Al Dark: Like Hodges, Dark won a World Series as both a player and a manager, hitting .293 with 20 home runs for the champion Giants in 1954 and leading the A’s to a title 20 years later. In all, Dark had 2,089 hits, a .289 lifetime average, and three All Star appearances as a player, and he went 994-954 as a manager.
Dusty Baker: Baker hit 242 home runs in 19 seasons and has followed with a 17-year managerial career, winning at least 88 games eight times and compiling a 1386-1266 record. He comes nowhere close to the Hall of Fame as a player, and I suspect when he is considered as a manager, two things will doom him: 1) He hasn’t won a World Series; 2) He supposedly wrecked some young pitchers. All of this is unfortunate, because it’s time Cooperstown celebrated a modern black manager.
Felipe Alou: Similar to Baker, Alou had a long, if essentially unspectacular playing career, finishing with 2,101 hits, 206 home runs, and a .286 batting average. Nearly two decades after he retired, Alou resurfaced as the sagacious manager of the Montreal Expos and spent 14 years as a skipper in the majors, going 1033-1021.
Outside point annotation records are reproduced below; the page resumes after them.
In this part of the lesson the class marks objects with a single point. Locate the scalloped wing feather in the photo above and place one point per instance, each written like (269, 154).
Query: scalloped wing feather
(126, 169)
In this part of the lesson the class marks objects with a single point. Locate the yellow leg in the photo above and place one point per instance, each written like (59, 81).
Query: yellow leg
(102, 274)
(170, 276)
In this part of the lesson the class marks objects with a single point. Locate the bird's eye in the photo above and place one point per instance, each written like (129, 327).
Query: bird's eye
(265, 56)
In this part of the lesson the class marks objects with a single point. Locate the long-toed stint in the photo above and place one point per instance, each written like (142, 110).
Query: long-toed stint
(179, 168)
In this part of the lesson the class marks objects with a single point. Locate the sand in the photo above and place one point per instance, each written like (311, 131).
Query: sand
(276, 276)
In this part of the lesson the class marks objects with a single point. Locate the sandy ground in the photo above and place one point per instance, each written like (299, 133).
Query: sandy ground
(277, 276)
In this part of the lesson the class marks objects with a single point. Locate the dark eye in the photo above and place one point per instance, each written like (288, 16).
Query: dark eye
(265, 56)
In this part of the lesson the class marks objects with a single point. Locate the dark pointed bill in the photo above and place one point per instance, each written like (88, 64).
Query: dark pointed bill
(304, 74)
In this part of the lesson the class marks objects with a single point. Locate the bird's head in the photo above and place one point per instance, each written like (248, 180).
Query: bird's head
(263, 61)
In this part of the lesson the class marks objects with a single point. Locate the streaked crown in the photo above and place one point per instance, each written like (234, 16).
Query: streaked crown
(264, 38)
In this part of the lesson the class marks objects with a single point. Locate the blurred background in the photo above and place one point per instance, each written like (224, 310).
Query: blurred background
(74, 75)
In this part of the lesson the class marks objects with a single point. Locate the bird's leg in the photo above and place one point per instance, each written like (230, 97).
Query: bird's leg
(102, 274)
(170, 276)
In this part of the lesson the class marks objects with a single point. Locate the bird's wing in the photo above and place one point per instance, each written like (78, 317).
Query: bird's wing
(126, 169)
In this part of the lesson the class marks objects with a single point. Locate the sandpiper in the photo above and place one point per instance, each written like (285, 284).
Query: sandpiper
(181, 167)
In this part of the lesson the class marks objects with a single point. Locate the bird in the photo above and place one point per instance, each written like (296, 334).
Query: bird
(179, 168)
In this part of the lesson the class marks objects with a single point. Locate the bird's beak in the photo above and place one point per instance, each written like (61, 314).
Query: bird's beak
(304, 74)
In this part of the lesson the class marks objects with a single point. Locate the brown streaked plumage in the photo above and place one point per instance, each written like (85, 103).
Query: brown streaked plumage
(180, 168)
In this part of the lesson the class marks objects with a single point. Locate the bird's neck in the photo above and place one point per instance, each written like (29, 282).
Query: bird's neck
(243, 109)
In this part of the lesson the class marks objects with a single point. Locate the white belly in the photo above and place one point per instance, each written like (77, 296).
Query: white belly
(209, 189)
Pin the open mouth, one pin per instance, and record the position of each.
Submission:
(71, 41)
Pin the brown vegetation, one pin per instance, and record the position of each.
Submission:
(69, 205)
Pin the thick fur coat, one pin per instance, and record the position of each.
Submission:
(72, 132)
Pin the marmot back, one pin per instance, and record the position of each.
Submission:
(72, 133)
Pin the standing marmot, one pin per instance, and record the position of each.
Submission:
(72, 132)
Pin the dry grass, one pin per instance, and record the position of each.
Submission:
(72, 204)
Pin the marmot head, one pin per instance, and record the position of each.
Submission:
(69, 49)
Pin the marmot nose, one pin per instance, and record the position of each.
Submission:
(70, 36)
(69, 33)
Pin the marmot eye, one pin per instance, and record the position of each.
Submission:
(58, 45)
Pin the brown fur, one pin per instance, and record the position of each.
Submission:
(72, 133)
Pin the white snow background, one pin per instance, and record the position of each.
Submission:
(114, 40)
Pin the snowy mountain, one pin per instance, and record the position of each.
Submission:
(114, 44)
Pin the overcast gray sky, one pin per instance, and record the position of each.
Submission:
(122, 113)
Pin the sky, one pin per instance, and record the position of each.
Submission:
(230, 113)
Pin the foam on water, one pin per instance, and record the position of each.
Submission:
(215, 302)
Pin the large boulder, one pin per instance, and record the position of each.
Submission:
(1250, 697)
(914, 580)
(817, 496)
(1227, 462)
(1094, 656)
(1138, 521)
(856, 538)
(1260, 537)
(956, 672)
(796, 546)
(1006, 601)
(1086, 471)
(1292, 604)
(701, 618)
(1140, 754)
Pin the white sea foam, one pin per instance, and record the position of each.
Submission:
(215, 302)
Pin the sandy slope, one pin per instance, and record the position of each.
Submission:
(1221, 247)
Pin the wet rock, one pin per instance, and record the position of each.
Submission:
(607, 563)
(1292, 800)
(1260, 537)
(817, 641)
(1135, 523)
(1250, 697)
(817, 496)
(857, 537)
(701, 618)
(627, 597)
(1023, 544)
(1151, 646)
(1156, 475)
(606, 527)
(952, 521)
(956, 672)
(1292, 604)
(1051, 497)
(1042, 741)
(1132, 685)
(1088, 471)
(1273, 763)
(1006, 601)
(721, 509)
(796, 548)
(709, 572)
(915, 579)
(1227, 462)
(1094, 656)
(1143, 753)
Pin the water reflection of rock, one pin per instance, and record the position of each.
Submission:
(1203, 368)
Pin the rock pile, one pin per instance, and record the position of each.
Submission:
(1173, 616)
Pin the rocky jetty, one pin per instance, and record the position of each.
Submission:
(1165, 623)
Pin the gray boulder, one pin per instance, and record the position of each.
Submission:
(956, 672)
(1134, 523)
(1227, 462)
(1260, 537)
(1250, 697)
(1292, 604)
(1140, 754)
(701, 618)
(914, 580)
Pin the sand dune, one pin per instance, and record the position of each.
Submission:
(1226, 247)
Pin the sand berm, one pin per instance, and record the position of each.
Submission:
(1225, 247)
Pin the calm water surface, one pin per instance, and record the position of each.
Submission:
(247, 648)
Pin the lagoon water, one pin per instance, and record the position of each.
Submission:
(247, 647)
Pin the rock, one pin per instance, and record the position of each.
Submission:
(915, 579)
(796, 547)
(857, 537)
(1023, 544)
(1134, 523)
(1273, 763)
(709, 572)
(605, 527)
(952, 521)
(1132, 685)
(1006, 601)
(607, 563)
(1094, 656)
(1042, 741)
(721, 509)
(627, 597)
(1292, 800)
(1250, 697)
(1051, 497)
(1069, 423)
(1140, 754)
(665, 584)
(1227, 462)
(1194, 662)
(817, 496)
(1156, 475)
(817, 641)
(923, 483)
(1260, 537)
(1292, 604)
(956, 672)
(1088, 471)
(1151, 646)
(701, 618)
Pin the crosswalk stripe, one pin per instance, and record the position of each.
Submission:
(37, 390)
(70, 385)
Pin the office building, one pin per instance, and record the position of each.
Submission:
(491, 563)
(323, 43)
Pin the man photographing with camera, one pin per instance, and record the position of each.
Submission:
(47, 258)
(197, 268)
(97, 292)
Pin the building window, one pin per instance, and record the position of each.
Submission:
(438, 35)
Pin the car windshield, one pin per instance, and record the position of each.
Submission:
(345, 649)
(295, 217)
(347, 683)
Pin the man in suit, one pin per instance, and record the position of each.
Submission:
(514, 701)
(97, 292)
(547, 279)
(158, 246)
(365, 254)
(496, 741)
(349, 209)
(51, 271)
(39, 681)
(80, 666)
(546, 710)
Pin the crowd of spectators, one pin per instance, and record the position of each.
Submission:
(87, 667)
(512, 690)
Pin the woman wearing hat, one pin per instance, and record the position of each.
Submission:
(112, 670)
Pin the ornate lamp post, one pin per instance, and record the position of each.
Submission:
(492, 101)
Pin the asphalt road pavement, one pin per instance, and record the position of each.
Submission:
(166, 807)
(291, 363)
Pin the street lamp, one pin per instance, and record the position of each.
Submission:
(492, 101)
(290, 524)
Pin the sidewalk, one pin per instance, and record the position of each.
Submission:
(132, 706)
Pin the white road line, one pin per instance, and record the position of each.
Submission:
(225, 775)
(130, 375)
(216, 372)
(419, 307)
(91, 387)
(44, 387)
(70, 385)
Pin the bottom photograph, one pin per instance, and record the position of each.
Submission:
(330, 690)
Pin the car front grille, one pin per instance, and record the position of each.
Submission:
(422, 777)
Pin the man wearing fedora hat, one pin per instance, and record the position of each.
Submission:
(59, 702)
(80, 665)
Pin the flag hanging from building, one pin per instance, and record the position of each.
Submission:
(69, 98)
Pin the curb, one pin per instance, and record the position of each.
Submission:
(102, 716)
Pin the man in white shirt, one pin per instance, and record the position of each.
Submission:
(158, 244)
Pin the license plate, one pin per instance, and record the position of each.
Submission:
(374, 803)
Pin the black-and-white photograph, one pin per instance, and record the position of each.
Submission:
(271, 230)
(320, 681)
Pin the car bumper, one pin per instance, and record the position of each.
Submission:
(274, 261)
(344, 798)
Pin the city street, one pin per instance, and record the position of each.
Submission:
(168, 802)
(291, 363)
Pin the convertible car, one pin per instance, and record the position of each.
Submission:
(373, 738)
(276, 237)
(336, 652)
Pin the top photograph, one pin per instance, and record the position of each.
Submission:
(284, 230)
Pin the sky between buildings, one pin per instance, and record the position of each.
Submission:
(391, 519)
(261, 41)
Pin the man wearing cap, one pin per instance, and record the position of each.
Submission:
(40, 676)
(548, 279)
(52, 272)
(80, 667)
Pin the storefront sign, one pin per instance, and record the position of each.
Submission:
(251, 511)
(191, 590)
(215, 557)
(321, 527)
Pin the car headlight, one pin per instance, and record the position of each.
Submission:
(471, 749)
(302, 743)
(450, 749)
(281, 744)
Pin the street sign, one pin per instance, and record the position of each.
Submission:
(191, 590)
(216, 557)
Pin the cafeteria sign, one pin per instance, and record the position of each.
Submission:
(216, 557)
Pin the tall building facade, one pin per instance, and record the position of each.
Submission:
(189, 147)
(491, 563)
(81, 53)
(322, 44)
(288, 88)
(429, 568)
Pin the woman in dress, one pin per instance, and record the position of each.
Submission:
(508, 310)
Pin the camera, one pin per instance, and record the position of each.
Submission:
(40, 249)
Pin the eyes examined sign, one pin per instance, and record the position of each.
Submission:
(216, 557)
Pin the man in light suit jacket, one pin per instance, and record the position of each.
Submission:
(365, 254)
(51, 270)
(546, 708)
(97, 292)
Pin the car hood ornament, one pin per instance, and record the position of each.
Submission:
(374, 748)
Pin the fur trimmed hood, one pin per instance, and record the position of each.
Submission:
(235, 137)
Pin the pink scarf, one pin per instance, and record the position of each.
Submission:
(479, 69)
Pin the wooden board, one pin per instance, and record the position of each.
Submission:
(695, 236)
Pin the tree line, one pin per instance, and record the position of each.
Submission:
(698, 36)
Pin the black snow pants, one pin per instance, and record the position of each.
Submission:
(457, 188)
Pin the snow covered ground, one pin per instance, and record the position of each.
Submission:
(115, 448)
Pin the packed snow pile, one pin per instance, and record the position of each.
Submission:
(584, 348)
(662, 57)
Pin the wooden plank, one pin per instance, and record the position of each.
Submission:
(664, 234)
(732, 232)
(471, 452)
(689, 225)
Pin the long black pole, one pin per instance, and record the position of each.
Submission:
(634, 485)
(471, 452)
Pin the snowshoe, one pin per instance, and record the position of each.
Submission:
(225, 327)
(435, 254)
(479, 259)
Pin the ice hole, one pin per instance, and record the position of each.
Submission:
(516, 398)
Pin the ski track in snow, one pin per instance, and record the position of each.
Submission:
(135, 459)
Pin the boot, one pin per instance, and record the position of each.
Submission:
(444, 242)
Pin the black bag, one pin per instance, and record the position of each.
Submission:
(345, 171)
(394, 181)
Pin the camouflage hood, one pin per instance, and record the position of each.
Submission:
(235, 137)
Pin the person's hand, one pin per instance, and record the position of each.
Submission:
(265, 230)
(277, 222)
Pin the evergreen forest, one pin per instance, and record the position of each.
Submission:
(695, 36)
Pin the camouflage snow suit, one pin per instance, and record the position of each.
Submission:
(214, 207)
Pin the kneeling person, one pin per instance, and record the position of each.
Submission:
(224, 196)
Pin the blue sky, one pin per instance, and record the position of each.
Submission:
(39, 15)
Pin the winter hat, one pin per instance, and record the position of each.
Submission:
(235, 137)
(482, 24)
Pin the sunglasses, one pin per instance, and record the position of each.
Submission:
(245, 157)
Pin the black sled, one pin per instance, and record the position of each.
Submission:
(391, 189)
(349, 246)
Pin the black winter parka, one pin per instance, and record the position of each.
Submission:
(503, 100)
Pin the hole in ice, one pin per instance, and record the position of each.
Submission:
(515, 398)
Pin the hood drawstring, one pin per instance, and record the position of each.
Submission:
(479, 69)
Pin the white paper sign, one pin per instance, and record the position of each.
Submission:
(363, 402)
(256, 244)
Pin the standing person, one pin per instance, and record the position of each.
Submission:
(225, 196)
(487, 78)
Jim Fregosi: Early in his career, Fregosi was among the best shortstops in baseball, making six All Star teams and winning a Gold Glove. His career went downhill after he was traded for Nolan Ryan in December 1971. Fregosi served mostly as a bench player his final seven seasons before retiring in 1978, finishing with 1,726 hits and a .265 career batting average. He later was 1028-1095 as a manager, with one World Series appearance.